Queste sono solo scuse! Non è giustificando i propri limiti attuali che miglioreremo le cose. Non possiamo aspettare tutta la vita che il resto del mondo decida di apparirci come farebbe piacere a noi. Cominciamo a percepire gli aspetti che sono già positivi, cerchiamo di farli crescere, produciamo pensieri ed azioni costruttive e il mondo sarà già diverso: un po’ migliore.
Normalmente si pensa che lo stato d’animo sia involontario ed incontrollabile. Oggi mi sento timido, in questi giorni sono depresso, mi sento inadeguato ad affrontare questa situazione…
Ci si sente legati, ingabbiati da stati d’animo limitanti, e quel che è peggio, si crede di non avere nessuna possibilità di gestire le proprie risorse.
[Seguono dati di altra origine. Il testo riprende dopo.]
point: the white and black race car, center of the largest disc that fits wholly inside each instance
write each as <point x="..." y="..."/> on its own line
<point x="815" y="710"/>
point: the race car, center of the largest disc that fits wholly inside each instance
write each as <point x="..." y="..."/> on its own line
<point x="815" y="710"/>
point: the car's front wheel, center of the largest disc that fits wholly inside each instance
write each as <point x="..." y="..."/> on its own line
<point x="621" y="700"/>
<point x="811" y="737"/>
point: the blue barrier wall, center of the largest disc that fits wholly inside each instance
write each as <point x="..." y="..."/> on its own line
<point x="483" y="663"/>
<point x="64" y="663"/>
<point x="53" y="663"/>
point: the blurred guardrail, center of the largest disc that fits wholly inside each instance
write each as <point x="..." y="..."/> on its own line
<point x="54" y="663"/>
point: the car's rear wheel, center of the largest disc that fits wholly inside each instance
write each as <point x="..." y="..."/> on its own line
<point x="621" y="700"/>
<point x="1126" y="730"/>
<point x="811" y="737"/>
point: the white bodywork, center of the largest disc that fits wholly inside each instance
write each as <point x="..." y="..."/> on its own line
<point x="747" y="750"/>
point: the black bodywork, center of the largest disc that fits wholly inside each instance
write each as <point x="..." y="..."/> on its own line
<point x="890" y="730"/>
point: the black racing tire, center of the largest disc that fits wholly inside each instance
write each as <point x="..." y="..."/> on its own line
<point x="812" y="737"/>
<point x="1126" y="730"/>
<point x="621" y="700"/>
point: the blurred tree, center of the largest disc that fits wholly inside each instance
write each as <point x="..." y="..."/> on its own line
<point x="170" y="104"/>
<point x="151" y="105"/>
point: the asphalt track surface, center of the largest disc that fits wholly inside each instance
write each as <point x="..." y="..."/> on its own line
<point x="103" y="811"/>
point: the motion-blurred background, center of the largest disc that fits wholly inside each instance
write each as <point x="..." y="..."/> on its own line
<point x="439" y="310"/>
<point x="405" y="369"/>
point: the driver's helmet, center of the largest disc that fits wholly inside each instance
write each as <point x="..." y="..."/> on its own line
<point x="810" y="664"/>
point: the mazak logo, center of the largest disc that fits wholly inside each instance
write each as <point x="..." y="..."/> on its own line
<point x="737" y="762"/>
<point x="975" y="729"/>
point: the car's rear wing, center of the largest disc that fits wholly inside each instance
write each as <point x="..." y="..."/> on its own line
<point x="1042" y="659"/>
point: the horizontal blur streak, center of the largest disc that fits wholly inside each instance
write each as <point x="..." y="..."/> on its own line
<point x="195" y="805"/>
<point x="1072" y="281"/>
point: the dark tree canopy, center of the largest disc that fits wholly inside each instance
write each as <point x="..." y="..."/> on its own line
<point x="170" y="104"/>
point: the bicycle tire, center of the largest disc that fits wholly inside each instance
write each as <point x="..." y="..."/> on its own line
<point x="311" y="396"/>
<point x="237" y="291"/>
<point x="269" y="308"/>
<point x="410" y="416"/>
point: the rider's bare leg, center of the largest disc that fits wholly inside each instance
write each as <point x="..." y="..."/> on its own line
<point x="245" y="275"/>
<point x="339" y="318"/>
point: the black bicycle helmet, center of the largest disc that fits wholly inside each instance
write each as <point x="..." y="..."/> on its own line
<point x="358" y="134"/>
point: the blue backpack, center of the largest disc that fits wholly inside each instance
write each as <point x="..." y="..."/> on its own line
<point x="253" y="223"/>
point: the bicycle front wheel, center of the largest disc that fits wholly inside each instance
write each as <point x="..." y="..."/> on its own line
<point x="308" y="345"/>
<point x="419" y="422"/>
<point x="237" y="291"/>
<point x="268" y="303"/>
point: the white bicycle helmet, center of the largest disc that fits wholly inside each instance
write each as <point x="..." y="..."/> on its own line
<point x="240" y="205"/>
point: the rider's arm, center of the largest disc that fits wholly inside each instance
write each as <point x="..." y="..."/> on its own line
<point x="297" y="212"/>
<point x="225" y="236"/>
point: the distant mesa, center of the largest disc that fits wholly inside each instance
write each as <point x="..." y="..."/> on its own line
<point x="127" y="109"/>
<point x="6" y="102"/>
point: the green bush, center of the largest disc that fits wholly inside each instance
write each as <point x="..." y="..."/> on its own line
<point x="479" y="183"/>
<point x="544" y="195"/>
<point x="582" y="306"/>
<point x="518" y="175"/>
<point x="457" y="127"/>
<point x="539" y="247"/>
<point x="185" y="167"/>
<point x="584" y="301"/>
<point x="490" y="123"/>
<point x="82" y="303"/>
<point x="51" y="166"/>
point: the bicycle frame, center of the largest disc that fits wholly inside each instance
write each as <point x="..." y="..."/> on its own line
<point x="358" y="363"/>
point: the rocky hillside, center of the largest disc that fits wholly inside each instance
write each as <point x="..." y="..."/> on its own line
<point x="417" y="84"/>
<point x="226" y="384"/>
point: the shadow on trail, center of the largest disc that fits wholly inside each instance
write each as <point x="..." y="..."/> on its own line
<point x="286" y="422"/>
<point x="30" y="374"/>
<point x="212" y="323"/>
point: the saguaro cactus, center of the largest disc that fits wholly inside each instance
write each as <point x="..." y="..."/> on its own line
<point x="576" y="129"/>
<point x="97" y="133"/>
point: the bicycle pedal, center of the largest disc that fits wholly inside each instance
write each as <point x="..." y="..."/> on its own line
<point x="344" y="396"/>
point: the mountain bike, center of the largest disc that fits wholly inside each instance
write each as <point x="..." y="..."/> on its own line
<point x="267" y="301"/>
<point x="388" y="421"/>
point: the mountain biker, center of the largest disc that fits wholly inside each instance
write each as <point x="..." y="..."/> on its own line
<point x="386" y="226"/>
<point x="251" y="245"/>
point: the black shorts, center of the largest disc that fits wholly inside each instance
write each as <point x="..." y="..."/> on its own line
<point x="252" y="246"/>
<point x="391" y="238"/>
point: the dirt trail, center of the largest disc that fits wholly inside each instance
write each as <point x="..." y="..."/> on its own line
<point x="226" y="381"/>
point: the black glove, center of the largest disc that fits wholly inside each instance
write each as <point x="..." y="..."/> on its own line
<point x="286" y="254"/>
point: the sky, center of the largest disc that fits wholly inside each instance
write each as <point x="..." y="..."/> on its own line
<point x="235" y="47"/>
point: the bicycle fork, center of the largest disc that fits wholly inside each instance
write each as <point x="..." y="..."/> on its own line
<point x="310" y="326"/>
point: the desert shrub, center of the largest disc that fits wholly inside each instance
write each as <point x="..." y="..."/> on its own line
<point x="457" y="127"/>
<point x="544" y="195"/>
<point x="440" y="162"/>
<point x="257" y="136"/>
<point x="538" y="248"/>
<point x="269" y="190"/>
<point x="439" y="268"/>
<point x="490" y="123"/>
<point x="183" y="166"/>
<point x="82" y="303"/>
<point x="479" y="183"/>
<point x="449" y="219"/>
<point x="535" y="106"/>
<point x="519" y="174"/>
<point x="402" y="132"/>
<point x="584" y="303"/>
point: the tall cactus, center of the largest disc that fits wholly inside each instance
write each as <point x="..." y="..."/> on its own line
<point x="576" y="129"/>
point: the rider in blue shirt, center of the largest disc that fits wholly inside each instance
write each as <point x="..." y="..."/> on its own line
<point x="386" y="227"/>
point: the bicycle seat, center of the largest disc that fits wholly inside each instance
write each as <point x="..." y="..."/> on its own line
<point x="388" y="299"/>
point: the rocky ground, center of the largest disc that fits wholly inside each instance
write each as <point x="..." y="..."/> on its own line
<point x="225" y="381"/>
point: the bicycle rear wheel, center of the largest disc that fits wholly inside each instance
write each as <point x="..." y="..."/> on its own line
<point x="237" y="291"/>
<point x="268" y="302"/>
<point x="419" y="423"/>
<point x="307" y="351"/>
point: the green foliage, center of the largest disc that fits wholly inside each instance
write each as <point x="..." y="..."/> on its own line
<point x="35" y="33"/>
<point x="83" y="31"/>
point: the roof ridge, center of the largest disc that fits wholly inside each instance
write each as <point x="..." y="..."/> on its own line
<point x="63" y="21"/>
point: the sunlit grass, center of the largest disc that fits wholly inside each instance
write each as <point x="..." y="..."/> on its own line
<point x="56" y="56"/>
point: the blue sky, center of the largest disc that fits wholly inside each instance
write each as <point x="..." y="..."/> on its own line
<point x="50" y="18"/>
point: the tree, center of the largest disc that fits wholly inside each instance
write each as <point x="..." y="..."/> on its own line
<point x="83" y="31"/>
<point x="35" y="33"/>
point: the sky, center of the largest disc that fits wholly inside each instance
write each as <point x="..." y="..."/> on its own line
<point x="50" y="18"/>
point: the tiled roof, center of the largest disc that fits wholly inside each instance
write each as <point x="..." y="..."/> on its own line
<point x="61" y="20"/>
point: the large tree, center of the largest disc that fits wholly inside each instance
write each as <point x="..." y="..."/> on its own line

Se ho paura di affrontare determinate situazioni, non è un caso, vuol dire che in queste situazioni mi sono abituato a farmi un idea debole delle mie risorse (comunicazione interna negativa). Quindi mi comporterò in maniera limitata, perché ho già deciso di essere inadeguato e perdente (comunicazione esterna limitata), ottengo frustrazione, critiche e giudizi negativi, quindi vado a rafforzare la mia ipotesi di debolezza e inadeguatezza. Il risultato è qualche giorno di depressione…
La depressione è uno stato d’animo che richiede un certo impegno per produrlo. Non si prende per caso come i funghi in piscina, ci devo lavorare con costanza. Devo interpretare la mia vita con una visione grigia, ingrandire sempre i problemi e rendere deboli i successi; devo assumere una fisiologia particolare: respirazione superficiale, spalle curve, sguardo verso il basso, devo produrre pensieri deboli e parlare con voce triste…
Naturalmente, se a tutto questo aggiungo una cattiva alimentazione, assumo alcool o droga, mi gioco la possibilità di uscirne velocemente. Se oggi sono depresso, è perché “l’ho voluto io,” valutando che fosse il modo migliore di ottenere qualcosa impegnandomi poco: un po’ di attenzione, di comprensione, trovare il modo di evitare di affrontare le cose che non mi piacciono…
Questo, a grandi linee, è il meccanismo che usiamo per produrre ogni stato d’animo. Ogni emozione profonda si sviluppa dopo determinati stimoli sensoriali. Ognuno di noi sceglie una strategia personale, per farsi condizionare dalle percezioni di ciò che gli succede intorno.
Questa strategia, a forza di usarla, diventa un’abitudine, un automatismo inconscio. Sentiamo un certo tono di voce e diventiamo subito facilmente irritabili, pronti a polemizzare nevroticamente. Infatti si tende a litigare sempre con le stesse persone. E diamo facilmente la colpa all’altro: “è lui che non mi capisce!”